Though researchers studying the ants aren’t sure how the carried ants – which they describe as “passive” while it is being carried to the food – reorient themselves vis-à-vis their colony and the task at hand once they’re dropped near the big food item, they quickly get to work and can even adjust locations if the researches move the big food item on their own.Here’s where my kids come in.
I see a mess they’ve made, collective or otherwise. I’d like it cleaned up. First, I ask them to clean it up. I make my expectations clear, and even remind them where the mess is. When I get no response – okay, when I get no response from several requests of cleanup – I bring them to the site of said mess and, believe me, they do not arrive passively. Then the command is given onsite.
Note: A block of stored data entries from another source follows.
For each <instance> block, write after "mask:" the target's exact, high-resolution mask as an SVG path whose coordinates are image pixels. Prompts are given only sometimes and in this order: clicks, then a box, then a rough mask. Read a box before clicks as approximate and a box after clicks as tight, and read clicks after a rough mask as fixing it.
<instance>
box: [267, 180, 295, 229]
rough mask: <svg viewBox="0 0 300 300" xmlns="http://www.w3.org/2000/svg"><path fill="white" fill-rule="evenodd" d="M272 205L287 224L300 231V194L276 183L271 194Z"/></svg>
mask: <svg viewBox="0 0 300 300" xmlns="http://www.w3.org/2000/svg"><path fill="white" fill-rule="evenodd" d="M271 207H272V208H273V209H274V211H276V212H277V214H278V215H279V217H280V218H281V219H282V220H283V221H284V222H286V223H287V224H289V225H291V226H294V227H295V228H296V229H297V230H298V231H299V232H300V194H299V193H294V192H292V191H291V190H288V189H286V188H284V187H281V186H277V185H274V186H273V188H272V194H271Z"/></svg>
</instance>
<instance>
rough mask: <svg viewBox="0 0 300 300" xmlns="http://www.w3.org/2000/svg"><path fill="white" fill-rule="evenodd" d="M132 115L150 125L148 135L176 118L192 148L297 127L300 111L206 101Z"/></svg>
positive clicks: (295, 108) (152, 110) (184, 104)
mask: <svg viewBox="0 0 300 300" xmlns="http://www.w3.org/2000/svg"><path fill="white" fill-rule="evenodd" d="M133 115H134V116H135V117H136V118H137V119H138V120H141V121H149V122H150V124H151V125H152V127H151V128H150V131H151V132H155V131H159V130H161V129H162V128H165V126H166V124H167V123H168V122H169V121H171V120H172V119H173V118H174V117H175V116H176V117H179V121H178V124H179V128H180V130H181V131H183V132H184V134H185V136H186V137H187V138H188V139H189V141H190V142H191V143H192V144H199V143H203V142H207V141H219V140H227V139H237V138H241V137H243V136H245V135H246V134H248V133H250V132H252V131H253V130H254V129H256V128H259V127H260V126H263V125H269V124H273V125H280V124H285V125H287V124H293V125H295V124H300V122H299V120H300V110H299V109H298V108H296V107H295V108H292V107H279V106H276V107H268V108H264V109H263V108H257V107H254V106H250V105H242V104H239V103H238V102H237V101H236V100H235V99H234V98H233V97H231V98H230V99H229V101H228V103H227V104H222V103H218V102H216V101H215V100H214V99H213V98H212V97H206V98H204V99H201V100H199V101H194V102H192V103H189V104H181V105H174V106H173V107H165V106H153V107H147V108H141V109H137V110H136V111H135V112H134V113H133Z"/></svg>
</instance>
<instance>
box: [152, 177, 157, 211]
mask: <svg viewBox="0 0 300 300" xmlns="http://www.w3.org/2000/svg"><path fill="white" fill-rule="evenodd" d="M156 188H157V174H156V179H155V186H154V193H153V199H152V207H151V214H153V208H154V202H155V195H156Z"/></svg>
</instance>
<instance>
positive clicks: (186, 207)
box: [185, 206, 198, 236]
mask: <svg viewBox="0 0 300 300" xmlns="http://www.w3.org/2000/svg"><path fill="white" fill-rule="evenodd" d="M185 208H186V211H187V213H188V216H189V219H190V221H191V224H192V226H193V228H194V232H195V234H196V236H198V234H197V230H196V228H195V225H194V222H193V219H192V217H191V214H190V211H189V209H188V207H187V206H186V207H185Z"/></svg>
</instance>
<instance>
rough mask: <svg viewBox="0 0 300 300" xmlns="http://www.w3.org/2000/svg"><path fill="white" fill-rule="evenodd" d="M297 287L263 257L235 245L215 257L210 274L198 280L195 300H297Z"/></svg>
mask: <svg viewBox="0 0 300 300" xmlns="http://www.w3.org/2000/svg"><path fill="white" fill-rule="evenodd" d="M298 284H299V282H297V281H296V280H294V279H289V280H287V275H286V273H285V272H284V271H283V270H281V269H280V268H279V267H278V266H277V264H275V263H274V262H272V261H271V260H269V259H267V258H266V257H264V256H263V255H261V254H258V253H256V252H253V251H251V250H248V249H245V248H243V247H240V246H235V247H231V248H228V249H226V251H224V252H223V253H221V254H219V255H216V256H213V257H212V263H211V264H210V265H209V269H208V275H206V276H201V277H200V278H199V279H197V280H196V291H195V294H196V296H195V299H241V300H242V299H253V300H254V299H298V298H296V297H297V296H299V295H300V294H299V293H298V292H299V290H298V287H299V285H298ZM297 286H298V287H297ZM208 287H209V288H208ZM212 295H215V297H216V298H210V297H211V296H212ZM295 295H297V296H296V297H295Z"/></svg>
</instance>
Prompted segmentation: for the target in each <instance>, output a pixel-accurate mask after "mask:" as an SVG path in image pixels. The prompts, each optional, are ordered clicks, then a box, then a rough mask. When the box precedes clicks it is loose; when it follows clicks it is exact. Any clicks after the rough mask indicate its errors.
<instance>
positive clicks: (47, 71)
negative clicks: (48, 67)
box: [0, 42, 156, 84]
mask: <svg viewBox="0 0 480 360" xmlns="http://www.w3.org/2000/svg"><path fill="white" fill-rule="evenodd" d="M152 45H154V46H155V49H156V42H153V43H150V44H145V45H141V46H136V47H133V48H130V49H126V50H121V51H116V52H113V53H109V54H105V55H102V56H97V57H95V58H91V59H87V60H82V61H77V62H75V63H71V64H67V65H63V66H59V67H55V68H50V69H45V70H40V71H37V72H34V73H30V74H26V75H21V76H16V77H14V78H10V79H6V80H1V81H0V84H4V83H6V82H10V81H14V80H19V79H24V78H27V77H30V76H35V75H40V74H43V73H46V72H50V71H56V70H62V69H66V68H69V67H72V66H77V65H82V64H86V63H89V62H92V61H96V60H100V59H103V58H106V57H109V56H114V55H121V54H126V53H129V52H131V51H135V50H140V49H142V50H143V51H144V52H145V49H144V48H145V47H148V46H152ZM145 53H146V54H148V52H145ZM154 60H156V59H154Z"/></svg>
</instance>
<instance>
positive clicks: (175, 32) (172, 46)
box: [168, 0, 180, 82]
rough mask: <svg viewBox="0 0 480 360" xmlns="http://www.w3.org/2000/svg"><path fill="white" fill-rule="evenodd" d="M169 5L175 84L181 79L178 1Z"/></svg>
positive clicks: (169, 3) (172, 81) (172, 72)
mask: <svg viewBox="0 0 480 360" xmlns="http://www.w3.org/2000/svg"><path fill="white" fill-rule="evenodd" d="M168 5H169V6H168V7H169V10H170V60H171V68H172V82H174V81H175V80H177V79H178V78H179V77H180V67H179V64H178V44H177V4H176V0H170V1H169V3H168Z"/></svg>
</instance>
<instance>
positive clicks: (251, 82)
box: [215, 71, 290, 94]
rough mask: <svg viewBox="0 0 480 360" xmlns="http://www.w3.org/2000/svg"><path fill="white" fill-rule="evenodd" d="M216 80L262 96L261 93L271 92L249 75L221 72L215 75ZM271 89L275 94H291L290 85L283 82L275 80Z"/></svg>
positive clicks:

Unlike the ants, they cannot reorient themselves vis-à-vis anything, let alone the mess that they could clean up in five minutes if they wouldn’t indulge in a minimum fifteen minutes of fussing about not wanting to do the task at hand. Even when I recruit a helper – either because the mess is a collective one or I believe, foolishly, that many hands will make light work – the help a) does not arrive passively and b) cannot reorient itself to the task at hand. More fussing and delay ensues.
Meanwhile, the ants are all busy, happily at work carving up a cockroach too big for one of them to carry on their own, secure in the fact that they’re collectively helping out the colony and getting their chores done in a way that might leave them time to play with their little dolls before it’s time to turn in for the night.